Lions 'suspend' their coach
The Golden Lions Rugby Union have suspended their head coach John Mitchell. Jan de Koning brings you this exclusive report.
The Golden Lions Rugby Union have suspended their head coach John Mitchell.
This follows the revelation that a group of players have presented a 'list of grievances' to GLRU President Kevin de Klerk as a result of the manner in which Mitchell treats players.
De Klerk, in an exclusive interview with this website, confirmed that Mitchell has been suspended with immediate affect.
"The nature of the [players'] complaints is so serious that we have suspended him [Mitchell], pending further investigation," De Klerk said.
De Klerk would not elaborate on the details of the players' complaints, saying that the decision was "not taken lightly".
"There are a number of complaints that came from the players," the GLRU boss said, adding: "We had a board meeting last [Thursday] night and regard it of such a serious nature that we suspended his services with immediate effect ... pending further investigation .
"We discussed the matter at length with our legal advisors and all the stakeholders and we arrived at this decision."
Mitchell's assistants, Carlos Spencer and Johan Ackermann, will take charge of the team when the Super Rugby competition resumes next week.
The Lions' three remaining fixtures this season will see them take on the Stormers at Newlands, the Rebels in Johannesburg and the Bulls in Pretoria.
Despite being part of the Lions set-up that secured their first Currie Cup title in 12 years, when they beat a star-studded Sharks team in last year's Final in Johannesburg, the players feel aggrieved at Mitchell's behaviour.
The Lions mentor recently told this website that he wants to see out his contract, which runs to the end of 2013, with the Johannesburg-based franchise.
However, reports of a player revolt were confirmed on Friday.
Among the reports that emerged is that the players had asked him to leave the dressing room before their 38-28 win over the Sharks in Johannesburg - in the last round of matches before the break.

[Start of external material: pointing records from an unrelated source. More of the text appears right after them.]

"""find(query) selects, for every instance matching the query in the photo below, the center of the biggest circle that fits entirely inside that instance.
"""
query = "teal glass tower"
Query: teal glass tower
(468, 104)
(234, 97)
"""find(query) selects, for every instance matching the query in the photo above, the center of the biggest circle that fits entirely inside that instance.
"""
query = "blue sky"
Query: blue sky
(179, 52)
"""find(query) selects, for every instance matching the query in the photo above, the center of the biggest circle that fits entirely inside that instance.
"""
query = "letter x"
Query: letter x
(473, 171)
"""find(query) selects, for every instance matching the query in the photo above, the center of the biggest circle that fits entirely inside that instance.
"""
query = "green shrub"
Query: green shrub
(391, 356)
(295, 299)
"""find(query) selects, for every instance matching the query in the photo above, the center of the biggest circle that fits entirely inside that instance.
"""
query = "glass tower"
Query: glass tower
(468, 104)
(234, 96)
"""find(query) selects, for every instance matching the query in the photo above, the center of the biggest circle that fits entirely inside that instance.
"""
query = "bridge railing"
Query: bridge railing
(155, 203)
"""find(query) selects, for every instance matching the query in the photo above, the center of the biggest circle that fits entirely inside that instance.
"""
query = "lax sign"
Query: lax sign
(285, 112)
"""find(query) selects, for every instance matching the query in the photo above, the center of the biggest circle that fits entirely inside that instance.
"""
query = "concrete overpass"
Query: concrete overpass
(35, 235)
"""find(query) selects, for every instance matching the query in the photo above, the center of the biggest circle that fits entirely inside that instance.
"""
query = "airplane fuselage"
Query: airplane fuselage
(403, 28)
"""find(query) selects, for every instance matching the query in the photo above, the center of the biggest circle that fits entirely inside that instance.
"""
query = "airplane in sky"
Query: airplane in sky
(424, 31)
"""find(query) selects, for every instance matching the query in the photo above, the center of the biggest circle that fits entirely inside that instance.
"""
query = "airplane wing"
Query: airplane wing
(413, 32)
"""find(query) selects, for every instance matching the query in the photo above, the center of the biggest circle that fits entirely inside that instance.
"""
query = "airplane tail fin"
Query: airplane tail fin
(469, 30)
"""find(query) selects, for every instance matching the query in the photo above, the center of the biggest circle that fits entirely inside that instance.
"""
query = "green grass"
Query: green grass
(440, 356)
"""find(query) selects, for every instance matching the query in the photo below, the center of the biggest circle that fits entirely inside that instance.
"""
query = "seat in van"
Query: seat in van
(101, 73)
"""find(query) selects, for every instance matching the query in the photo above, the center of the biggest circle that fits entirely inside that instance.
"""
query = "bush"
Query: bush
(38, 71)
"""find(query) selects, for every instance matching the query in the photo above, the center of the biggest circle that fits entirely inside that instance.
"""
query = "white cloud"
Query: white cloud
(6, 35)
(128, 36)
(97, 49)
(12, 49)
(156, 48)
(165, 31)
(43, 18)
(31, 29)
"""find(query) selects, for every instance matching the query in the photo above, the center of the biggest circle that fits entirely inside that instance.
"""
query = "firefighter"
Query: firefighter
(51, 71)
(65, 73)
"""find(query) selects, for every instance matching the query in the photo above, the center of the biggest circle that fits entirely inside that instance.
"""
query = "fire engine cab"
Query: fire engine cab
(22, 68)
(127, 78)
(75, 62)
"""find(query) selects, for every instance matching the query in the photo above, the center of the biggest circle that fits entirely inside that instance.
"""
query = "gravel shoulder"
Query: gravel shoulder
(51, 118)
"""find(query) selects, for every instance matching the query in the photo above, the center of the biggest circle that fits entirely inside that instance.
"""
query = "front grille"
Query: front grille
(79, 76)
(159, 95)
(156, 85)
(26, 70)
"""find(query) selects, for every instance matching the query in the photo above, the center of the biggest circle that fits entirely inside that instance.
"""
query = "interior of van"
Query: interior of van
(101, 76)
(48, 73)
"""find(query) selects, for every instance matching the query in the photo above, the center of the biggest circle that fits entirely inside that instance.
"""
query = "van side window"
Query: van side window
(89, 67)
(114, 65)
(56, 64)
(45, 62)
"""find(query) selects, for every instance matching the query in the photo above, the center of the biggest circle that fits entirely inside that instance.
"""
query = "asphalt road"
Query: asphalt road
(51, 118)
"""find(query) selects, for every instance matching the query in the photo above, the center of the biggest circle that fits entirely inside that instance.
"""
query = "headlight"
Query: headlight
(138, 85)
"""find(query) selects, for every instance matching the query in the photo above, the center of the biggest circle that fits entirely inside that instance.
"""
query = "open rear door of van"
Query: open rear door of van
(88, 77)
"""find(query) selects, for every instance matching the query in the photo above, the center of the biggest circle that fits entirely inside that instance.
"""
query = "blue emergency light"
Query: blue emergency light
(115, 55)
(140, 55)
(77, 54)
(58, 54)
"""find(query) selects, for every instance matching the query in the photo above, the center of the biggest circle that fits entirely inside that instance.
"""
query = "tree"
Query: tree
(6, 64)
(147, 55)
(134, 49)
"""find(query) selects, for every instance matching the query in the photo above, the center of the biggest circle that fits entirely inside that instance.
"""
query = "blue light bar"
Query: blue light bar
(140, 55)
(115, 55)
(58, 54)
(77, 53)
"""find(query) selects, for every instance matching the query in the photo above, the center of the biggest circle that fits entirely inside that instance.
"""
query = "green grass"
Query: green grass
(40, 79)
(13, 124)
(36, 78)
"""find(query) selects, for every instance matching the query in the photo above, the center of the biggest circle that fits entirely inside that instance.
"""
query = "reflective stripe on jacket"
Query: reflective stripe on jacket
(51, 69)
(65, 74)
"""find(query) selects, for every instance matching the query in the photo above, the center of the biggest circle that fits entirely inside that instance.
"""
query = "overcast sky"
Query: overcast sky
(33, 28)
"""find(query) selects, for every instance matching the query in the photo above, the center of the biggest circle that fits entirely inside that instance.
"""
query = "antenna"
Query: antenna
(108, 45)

The players had discarded Mitchell's game plan and did what they felt was best, producing their best performance of the season and only their second win of 2012.
The former All Black coach faced a similar revolt before his departure from the Western Force in Perth, where he was 'removed' from the day-to-day coaching for a short while and later allowed to continue under 'strict supervision' from his assistants and senior players.
Mitchell, despite his 82 percent success rate and taking the All Blacks to the 2003 World Cup semifinal, was axed as New Zealand's national team coach.
Later reports emerged of player discontent.
De Klerk said he can't comment on Mitchell's past history at the All Blacks and Western Force.
"We have based our decision purely on the strength and merits of his performance here with us [at the Lions]," he said, adding: "The complaints is of such a serious nature that we are duty-bound to investigate those [complaints]."
John Mitchell, who was unavailable for comment, was in Port Elizabeth on Friday and the documentation was handed to his agent, as the Lions boss was unable to make personal contact with him.
Apart from the fall-out with the coach, there is also great uncertainty among players over the future of the union in Super Rugby.
The Lions, the lowest ranked South African team and sitting 14th on the global table of 15 teams, remain the 'front-runners' to be eliminated if the Southern Kings enter Super Rugby in 2013.
And Lions captain Joshua Strauss, speaking to this website in an exclusive interview, admitted that some players were "talking to their agents".